Finite Mixture of Logistic regression in Data Stream

Hi All,

While working on a project analyzing advertising clicks, we just put together a [R] S4 class to FIT, in a data stream (e.g., row-by-row) a finite mixture of logistic regression models. It can be found under Downloads. Here is an example of it’s use: the code below generates a dataset and plots it.
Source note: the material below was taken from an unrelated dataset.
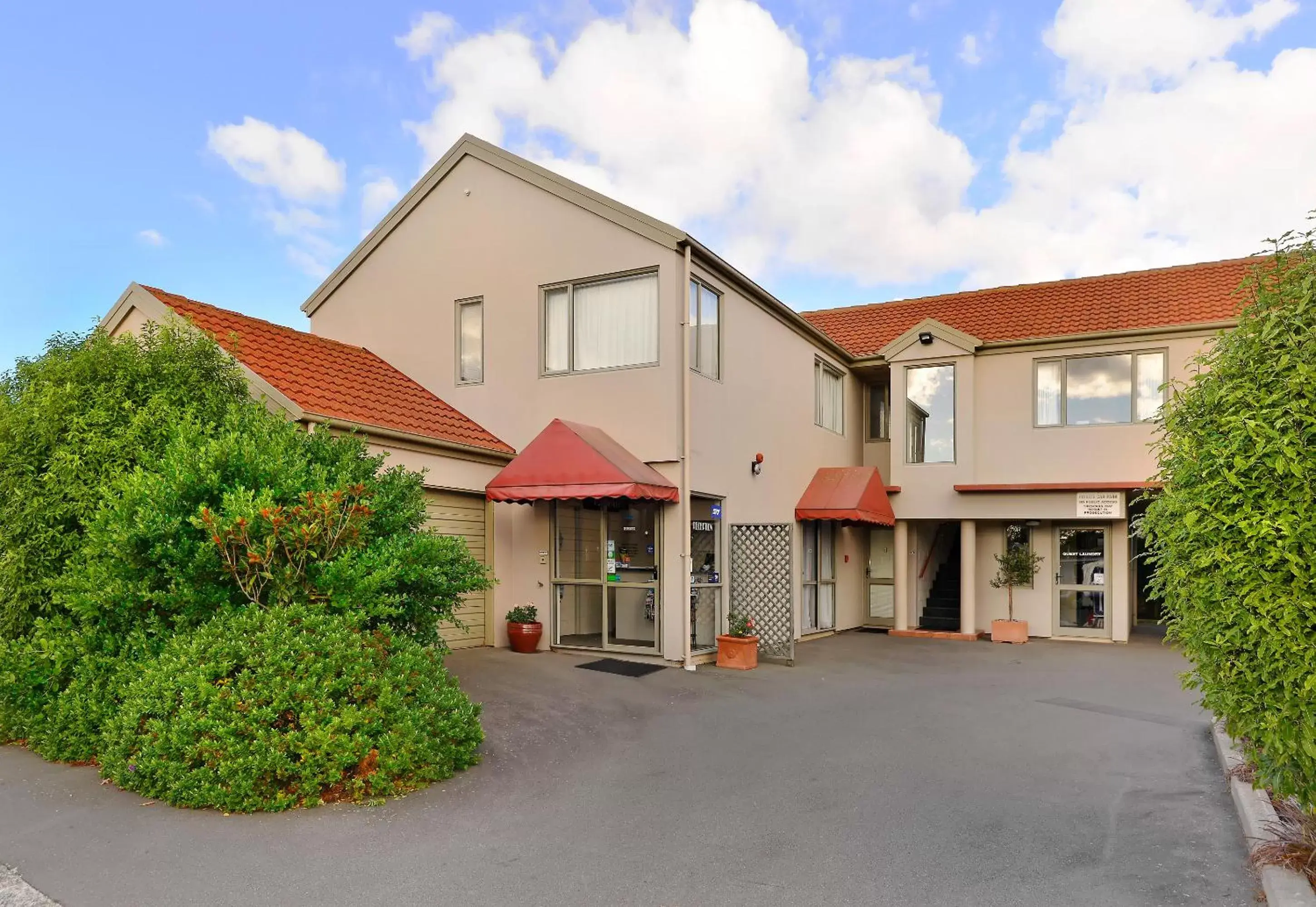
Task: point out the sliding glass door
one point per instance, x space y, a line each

In the final lines we run through the dataset row by row, and fit models with 1, 2, and 3 clusters:


## Usage examples:
source("onlineMixtureLogistic.R")
library(lattice)

# Create a dataset:
set.seed(12345)

n <- 10e4			# Number of subjects
k <- 2				# Number of predictors (including intercept)
j <- 2				# Number of clusters
pj <- c(.3, .7) 	# Cluster probabilties

betas <- matrix( 
			c(
				c(3 , -2.5), 
				c(-2, 5)
			), nrow=j, byrow=TRUE)

X <- matrix(c(rep(1,n),runif((k-1) * n,-5,5)), ncol=k)
cluster <- sample(1:j, n, TRUE, pj)
y <- gen.mixture(X, betas, cluster)

# Plot the dataset:
library(lattice)
xyplot(jitter(y) ~ X[,2], groups=cluster)

# Inspect the elements:
betas
table(cluster) / sum(table(cluster))


# Instantiate object (predictors, clusters)
oLM1 <- OnlineLogMixture(k,1)
oLM2 <- OnlineLogMixture(k,2)
oLM3 <- OnlineLogMixture(k,3)

for(i in 1:nrow(X)){
	oLM1 <- add.observation(oLM1, y[i], X[i,])
	oLM2 <- add.observation(oLM2, y[i], X[i,])
	oLM3 <- add.observation(oLM3, y[i], X[i,])
}

summary(oLM1)
summary(oLM2)
summary(oLM3)